To increase overall safety and security, Gallagher said the board hired more security in last month’s meeting.

“We recently signed contracts with four new security firms,” Gallagher said.

Prior, they had only worked with one firm, he said.

“If something is happening on our trains, we would really like to know about it,” Gallagher said.

Drug use on the light rail is against the code of conduct law in Washington state.

That is why Sound Transit is cracking down on unlawful behavior, like drug use on the light rail. Here's how it works: a passenger complains by texting or calling Sound Transit's emergency number at (206) 398-5268. Then, "security personnel should meet the train at the next stop,” Gallagher said.

At that point, the guards will ask them to leave and violators could face a misdemeanor charge for breaking the code of conduct.

KING 5 spoke with light rail passengers Tuesday to hear their thoughts on the matter.

When it comes to security guards, one passenger said he believes less is more.

“I don’t like security," said Cat, a rail passenger who preferred not to share his last name. "Makes me feel uneasy."

Another passenger, military veteran Mike Anderson, said he feels the money would be better spent to combat drug use by securing stations to only those who pay, or creating “fare barriers,” in his words.

"Every day, I get off the light rail at Capitol Hill station, get off the elevator at the Cal Anderson side, and I'm one of like six people that tap,” Anderson said.

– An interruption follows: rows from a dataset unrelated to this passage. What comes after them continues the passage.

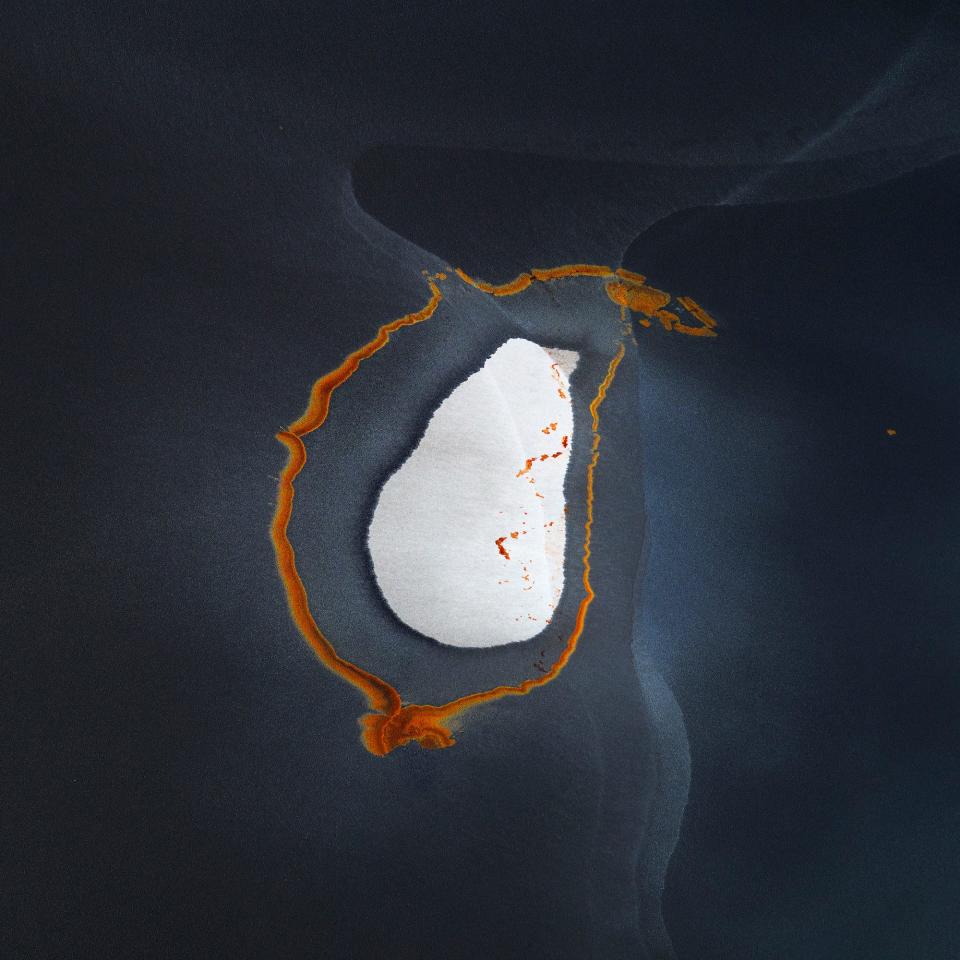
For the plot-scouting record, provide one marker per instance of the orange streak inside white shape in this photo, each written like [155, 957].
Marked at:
[468, 536]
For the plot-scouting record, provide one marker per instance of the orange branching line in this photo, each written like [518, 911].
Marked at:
[379, 694]
[523, 280]
[393, 724]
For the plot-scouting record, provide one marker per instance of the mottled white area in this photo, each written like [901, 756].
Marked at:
[491, 465]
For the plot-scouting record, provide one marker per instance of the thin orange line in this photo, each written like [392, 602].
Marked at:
[393, 724]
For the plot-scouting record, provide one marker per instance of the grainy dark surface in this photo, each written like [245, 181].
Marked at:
[206, 206]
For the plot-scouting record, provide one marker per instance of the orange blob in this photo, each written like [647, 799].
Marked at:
[392, 723]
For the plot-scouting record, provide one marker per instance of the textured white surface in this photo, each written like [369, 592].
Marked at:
[491, 465]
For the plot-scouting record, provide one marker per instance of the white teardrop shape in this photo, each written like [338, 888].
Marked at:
[467, 538]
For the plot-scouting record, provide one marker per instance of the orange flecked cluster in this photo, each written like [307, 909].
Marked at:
[392, 723]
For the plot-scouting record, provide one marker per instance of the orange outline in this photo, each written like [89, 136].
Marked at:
[393, 724]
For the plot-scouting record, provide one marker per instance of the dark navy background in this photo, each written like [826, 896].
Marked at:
[203, 208]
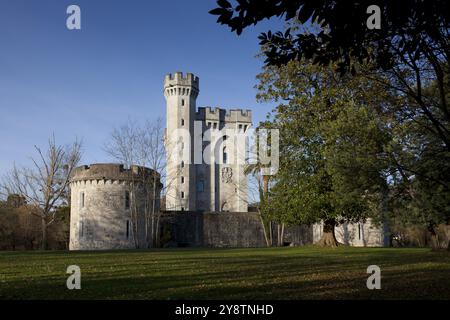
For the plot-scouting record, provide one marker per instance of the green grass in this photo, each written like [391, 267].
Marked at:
[266, 273]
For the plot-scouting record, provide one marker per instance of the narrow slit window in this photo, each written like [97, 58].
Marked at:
[225, 155]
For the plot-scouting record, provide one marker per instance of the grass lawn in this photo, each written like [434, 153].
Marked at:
[266, 273]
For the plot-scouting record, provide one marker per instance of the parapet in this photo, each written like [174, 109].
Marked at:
[112, 171]
[233, 115]
[179, 79]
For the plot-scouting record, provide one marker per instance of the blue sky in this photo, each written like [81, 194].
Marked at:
[83, 83]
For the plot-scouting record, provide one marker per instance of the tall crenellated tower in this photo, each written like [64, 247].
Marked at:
[181, 93]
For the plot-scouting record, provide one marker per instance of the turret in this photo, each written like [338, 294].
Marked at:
[181, 92]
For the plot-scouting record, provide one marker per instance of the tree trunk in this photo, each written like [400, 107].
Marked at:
[328, 237]
[264, 225]
[434, 237]
[44, 233]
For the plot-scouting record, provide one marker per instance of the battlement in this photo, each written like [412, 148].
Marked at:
[219, 114]
[111, 171]
[179, 79]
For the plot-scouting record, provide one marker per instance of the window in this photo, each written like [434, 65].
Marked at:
[225, 155]
[127, 199]
[82, 200]
[81, 227]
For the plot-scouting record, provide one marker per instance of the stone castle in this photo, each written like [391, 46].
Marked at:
[218, 185]
[206, 200]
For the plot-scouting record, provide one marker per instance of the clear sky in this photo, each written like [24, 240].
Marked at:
[82, 83]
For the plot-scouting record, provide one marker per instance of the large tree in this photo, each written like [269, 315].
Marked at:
[332, 146]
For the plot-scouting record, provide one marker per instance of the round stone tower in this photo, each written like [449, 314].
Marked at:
[181, 92]
[109, 204]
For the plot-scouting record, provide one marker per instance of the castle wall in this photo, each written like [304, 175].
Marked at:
[359, 234]
[227, 229]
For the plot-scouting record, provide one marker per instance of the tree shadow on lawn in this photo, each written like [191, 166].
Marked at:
[253, 277]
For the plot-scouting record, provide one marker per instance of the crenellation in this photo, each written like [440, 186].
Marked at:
[110, 171]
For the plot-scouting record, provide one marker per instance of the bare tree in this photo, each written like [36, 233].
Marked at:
[45, 184]
[132, 144]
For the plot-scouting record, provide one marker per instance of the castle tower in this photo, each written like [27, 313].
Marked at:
[181, 93]
[108, 203]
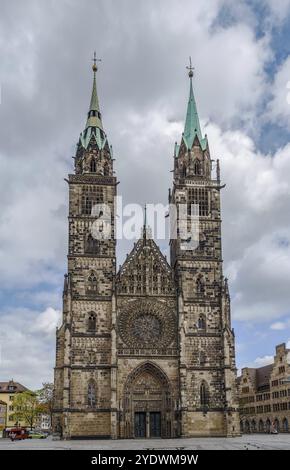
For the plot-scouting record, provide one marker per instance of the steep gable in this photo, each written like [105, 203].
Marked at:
[145, 271]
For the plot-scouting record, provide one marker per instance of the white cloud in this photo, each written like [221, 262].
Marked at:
[256, 232]
[278, 326]
[279, 106]
[47, 321]
[27, 345]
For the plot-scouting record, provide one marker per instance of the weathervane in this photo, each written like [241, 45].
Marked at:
[190, 68]
[95, 60]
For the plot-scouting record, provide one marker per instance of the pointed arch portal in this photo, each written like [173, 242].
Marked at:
[147, 404]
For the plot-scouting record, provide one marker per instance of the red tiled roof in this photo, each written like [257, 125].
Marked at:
[4, 387]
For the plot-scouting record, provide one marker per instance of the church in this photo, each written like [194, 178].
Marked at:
[147, 350]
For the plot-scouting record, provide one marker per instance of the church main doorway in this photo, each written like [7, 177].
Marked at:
[147, 424]
[147, 404]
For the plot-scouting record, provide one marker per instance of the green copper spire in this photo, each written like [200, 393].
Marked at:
[192, 125]
[93, 132]
[94, 115]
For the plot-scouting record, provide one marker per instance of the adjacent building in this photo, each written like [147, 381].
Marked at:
[7, 393]
[3, 416]
[147, 351]
[265, 395]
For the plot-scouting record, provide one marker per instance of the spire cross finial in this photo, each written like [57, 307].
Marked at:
[95, 60]
[190, 68]
[145, 216]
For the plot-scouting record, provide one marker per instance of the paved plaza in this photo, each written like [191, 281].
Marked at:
[246, 442]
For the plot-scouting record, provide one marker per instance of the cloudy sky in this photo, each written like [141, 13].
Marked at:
[240, 50]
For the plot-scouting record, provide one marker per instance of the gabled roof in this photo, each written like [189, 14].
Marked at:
[263, 375]
[146, 260]
[4, 387]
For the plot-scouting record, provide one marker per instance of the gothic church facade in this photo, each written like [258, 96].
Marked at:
[147, 351]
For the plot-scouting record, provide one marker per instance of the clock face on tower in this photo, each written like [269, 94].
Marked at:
[146, 324]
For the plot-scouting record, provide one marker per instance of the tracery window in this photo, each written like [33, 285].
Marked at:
[92, 322]
[92, 394]
[204, 394]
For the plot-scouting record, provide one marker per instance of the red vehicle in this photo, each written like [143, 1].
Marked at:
[17, 434]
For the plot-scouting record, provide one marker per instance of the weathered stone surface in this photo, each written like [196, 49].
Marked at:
[147, 351]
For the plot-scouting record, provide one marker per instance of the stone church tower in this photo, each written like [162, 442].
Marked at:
[148, 351]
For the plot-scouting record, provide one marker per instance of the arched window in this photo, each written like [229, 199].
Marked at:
[202, 358]
[200, 286]
[197, 167]
[92, 322]
[92, 283]
[204, 394]
[88, 206]
[92, 394]
[93, 166]
[92, 245]
[201, 323]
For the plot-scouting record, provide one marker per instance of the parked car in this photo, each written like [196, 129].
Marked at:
[18, 434]
[36, 435]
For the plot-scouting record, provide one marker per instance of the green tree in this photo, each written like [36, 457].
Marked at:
[26, 407]
[45, 397]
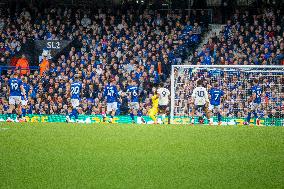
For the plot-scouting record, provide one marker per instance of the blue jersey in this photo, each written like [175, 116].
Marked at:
[216, 95]
[134, 91]
[15, 87]
[111, 93]
[257, 91]
[26, 89]
[76, 88]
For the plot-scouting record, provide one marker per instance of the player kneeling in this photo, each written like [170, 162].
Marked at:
[155, 109]
[200, 101]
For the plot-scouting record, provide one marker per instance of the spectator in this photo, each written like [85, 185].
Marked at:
[23, 65]
[44, 65]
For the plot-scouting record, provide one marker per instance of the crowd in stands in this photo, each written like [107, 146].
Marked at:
[107, 45]
[141, 47]
[246, 40]
[236, 86]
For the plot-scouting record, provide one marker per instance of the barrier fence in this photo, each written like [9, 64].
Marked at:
[127, 119]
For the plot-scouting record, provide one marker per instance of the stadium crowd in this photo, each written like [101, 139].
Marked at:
[123, 47]
[245, 40]
[140, 47]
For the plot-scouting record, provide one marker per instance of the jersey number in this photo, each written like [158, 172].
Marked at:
[110, 92]
[200, 93]
[14, 86]
[134, 93]
[258, 94]
[75, 90]
[216, 96]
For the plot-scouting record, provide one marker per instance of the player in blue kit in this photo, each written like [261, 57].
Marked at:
[256, 91]
[216, 95]
[25, 95]
[75, 92]
[111, 96]
[133, 92]
[15, 92]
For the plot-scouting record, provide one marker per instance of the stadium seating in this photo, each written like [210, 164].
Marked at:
[125, 48]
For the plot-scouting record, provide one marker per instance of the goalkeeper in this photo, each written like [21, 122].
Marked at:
[154, 110]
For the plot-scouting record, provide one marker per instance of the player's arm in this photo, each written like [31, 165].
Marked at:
[253, 97]
[8, 90]
[206, 98]
[23, 91]
[193, 96]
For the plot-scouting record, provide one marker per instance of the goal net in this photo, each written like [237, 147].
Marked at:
[236, 81]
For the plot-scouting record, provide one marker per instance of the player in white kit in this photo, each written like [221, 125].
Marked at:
[200, 101]
[163, 94]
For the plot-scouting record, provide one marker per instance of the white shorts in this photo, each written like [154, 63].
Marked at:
[111, 106]
[75, 103]
[211, 107]
[134, 105]
[15, 100]
[24, 102]
[254, 106]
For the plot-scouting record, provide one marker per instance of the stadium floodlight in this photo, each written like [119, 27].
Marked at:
[236, 81]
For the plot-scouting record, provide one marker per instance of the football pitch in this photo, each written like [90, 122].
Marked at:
[59, 155]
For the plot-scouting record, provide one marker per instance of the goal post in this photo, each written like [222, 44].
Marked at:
[236, 81]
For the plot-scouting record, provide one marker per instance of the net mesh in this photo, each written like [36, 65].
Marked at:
[236, 82]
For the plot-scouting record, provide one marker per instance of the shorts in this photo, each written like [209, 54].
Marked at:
[24, 102]
[254, 106]
[75, 103]
[134, 105]
[200, 107]
[153, 111]
[15, 100]
[163, 107]
[111, 106]
[212, 107]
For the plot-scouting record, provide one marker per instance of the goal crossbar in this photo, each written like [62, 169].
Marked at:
[278, 70]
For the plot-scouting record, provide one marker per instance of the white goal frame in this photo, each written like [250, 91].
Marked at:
[273, 68]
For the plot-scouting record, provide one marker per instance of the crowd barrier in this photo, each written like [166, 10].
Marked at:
[127, 119]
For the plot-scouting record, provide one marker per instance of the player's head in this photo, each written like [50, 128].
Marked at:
[15, 75]
[216, 85]
[112, 81]
[76, 77]
[199, 82]
[25, 80]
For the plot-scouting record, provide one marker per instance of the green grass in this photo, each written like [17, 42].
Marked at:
[56, 155]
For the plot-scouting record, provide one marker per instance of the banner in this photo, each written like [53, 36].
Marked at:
[127, 119]
[51, 48]
[34, 49]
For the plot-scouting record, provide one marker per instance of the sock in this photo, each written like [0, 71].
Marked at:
[192, 119]
[75, 113]
[219, 117]
[153, 117]
[132, 116]
[255, 115]
[24, 112]
[249, 116]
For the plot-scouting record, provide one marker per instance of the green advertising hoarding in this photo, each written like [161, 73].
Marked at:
[127, 119]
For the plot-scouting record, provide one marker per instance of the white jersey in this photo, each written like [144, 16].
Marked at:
[163, 96]
[200, 96]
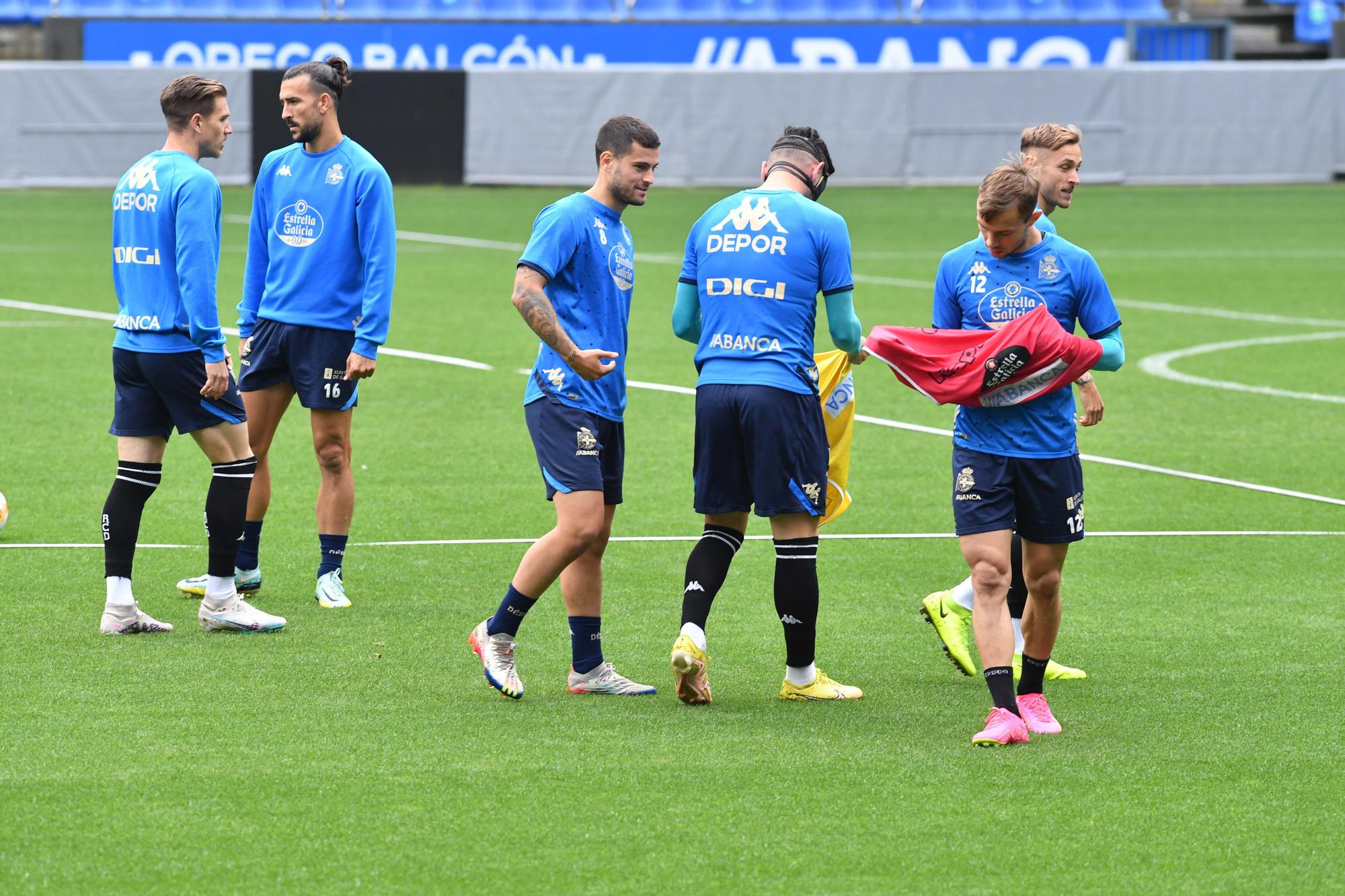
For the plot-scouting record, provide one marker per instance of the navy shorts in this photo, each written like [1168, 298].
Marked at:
[576, 450]
[759, 446]
[1040, 497]
[157, 392]
[313, 360]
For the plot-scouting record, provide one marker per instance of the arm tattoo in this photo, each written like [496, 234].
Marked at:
[537, 311]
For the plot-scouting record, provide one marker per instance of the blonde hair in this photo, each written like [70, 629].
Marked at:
[1009, 186]
[1050, 136]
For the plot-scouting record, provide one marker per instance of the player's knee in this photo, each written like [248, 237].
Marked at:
[333, 456]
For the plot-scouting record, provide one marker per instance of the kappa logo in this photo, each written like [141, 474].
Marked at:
[966, 479]
[141, 175]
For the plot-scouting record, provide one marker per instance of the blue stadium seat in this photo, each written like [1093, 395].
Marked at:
[944, 11]
[656, 10]
[255, 9]
[505, 9]
[996, 10]
[602, 10]
[553, 10]
[1313, 21]
[801, 10]
[1143, 9]
[750, 10]
[151, 9]
[700, 10]
[301, 9]
[1094, 10]
[853, 10]
[202, 9]
[1039, 10]
[92, 9]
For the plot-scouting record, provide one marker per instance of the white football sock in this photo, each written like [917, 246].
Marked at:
[119, 591]
[695, 633]
[962, 594]
[220, 587]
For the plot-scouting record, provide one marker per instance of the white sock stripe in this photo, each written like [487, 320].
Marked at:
[727, 540]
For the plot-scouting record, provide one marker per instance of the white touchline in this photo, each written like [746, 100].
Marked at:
[688, 391]
[883, 536]
[1160, 365]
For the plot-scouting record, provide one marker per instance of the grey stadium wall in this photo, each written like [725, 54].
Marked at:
[69, 124]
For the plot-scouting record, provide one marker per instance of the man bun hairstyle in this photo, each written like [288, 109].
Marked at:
[328, 77]
[1048, 136]
[189, 96]
[1009, 186]
[619, 134]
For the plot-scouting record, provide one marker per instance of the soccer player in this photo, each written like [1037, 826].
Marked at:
[1017, 467]
[751, 275]
[574, 287]
[318, 294]
[1054, 155]
[169, 361]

But another passenger said she welcomes the idea of more security guards.

“I have heard a lot on the news about, you know, like fentanyl use on like the trains and people passing out," Joelle said. "You know, I've seen that and I feel like it's really unsafe. That’s, like, not something you want to see when you're going on the Link at all.”

The bus system is actively hiring more security guards, too. King County Metro confirmed Tuesday they currently have 85 security personnel and hope to reach a total of 140.